Relations between things conceal the social relations between people. Thus, though the value of a commodity expresses the social relationship between commodity producers, it appears as a kind of natural property of the commodity, like, say, its color or its weight.

Marx wrote:

“It is a definite social relation between men that assumes, in their eyes, the fantastic form of a relation between things.”[4]

In this way, in a commodity economy based on private property, the production-relations between people inevitably appear as relations between things (commodities). In this transmutation of production-relations between persons into relations between things is inherent also the commodity fetishism which is characteristic of commodity production.[5]

Commodity fetishism is displayed with special clarity in money. In commodity economy, money is a tremendous force, giving power over men. Everything can be bought for money. It comes to seem that this capacity to buy anything and everything is a natural property of gold, whereas in reality it is a result of definite social relations.

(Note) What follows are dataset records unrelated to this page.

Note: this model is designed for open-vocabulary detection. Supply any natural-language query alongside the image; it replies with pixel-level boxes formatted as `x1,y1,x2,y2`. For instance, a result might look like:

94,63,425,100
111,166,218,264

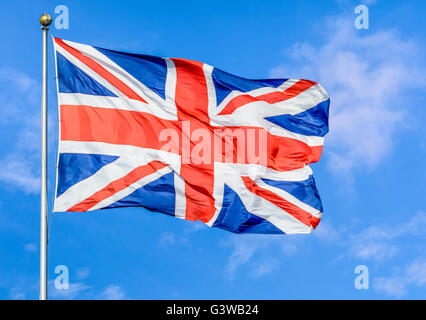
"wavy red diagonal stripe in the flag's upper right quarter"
219,80,317,115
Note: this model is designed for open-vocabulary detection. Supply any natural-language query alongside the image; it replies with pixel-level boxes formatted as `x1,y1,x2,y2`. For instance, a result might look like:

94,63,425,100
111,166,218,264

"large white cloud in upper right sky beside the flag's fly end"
271,16,426,179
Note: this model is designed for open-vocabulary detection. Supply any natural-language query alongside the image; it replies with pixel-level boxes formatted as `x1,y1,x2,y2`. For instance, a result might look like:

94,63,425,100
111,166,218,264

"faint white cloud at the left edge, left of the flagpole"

Commodity fetishism has deep roots in commodity production, in which the labor of a commodity producer appears directly as private labor, and its social character is revealed only in the exchange of commodities. Only when private property in the means of production is abolished does commodity fetishism disappear.


Brief Conclusions

[1] Lenin, “On Dialectics”, Marx, Engels, Marxism, p. 334.

[2] Marx, Capital, Kerr edition, Vol. I, p. 54.

[3] Lenin, “‘Left-wing’ Communism, an Infantile Disorder”, Selected Works, Vol. II, p. 344.

[4] Marx, Capital, Kerr edition, Vol. I, p. 83.

[5] The transmutation of production-relations between persons into relations between things, characteristic of commodity production, is called "commodity fetishism" because of its resemblance to the religious fetishism which is involved in the deification by primitive men of objects which they themselves have made.